Likewise, another parasitic worm infection the soldier reportedly had, Toxocara, is also fairly easily treated. Toxocara is a parasite similar to Ascaris, though it is normally found in the intestines of dogs and cats; the worms do not usually grow as large in the intestines of humans. The larvae of these parasites often migrate to other organs in the body — often the liver, brain, lungs and eyes — causing damage.
But even more problematic than the parasitic infections is the soldier’s reported hepatitis B, a viral infection of the liver that can lead to life-threatening cirrhosis if untreated.
His case is just the latest of health problems among hundreds of other refugees and defectors from North Korea. Past reports have shown that many who have fled the country suffer from those maladies, as well as tuberculosis, a common and frequently difficult-to-treat lung infection.

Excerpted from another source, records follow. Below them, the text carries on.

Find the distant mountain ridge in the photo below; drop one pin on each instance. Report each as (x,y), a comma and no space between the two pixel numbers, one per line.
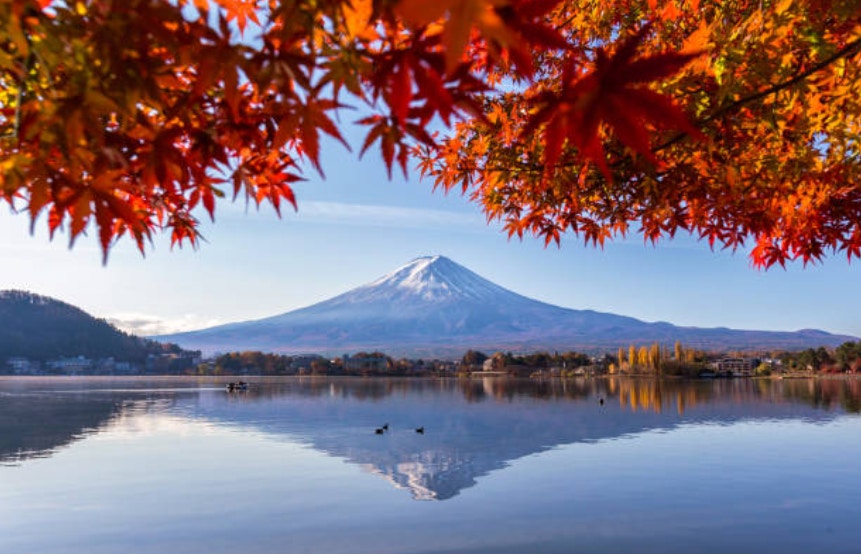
(434,307)
(41,328)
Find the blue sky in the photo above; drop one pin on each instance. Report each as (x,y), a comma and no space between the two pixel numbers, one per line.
(356,225)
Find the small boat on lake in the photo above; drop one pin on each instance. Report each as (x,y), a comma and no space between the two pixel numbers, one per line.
(237,387)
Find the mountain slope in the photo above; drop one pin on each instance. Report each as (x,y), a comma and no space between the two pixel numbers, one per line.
(436,307)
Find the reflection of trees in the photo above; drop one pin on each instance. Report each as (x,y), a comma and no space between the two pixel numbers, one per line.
(825,394)
(636,394)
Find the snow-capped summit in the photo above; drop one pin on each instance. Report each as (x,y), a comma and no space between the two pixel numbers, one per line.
(432,278)
(434,307)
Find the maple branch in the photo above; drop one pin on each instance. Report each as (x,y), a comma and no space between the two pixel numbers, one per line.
(850,50)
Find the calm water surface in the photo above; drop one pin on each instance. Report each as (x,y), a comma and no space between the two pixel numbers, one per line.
(294,465)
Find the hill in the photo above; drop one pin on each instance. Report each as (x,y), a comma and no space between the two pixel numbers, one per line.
(41,328)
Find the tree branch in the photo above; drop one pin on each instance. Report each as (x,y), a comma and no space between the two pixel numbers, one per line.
(850,50)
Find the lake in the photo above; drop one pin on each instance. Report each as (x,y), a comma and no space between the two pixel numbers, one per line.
(294,465)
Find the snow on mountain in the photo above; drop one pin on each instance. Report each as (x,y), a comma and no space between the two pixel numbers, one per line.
(433,306)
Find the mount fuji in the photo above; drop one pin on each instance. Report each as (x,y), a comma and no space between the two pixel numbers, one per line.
(434,307)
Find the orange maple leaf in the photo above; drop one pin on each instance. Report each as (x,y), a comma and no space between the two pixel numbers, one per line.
(616,94)
(505,24)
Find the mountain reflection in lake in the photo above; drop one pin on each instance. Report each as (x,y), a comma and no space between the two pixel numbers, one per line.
(295,465)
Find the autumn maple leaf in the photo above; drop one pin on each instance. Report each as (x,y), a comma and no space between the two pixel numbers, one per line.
(512,25)
(614,93)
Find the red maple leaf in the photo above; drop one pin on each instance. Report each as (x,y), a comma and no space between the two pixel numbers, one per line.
(616,94)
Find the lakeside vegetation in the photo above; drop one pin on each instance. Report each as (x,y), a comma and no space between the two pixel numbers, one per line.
(654,359)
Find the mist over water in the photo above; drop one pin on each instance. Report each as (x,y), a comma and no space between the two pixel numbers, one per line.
(595,465)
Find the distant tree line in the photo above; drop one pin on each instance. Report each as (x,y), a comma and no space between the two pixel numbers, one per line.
(40,328)
(845,358)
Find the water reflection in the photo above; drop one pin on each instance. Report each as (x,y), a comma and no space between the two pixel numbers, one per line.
(473,427)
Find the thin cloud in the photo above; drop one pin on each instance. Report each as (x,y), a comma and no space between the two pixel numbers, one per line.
(368,215)
(145,325)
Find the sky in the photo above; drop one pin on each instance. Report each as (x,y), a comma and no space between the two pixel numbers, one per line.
(357,225)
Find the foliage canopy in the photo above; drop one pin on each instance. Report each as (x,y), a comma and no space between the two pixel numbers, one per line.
(735,120)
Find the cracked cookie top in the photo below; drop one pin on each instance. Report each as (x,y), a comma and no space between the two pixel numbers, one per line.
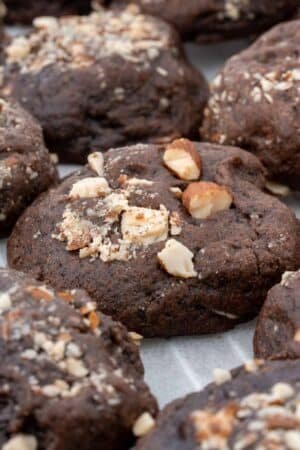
(59,353)
(174,239)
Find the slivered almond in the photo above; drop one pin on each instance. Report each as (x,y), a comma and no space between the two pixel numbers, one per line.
(144,225)
(204,199)
(92,187)
(96,163)
(182,158)
(177,260)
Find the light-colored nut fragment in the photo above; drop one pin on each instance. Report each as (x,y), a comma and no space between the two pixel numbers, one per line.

Studies comparing North Korean defectors with other refugee populations found they were more likely to be underweight — and one estimated that about one-third of North Korean children under age 5 are malnourished. Dental and vision problems, such as cataracts, are also frequently reported.
Though the reclusive nature of the country limits what is known about its health problems, Hotez said such health issues are common in other places with devastating economic conditions.
“These are not unique to North Korea,” he said. “These are all infections that are extremely common in the poorest parts of Asia. Toxocara is found in poor neighborhoods in the United States as well.”
Worm eradication programs were successfully implemented in South Korea after the Korean War, Hotez added, and pharmaceutical companies have been willing to donate supplies of anti-parasitic drugs to countries in need.
Other illnesses afflicting North Koreans, such as hepatitis B, are preventable through vaccination programs.
But North Korea’s tense political and economic relations with other nations make it complicated to assess and attempt eradication of such problems in the country.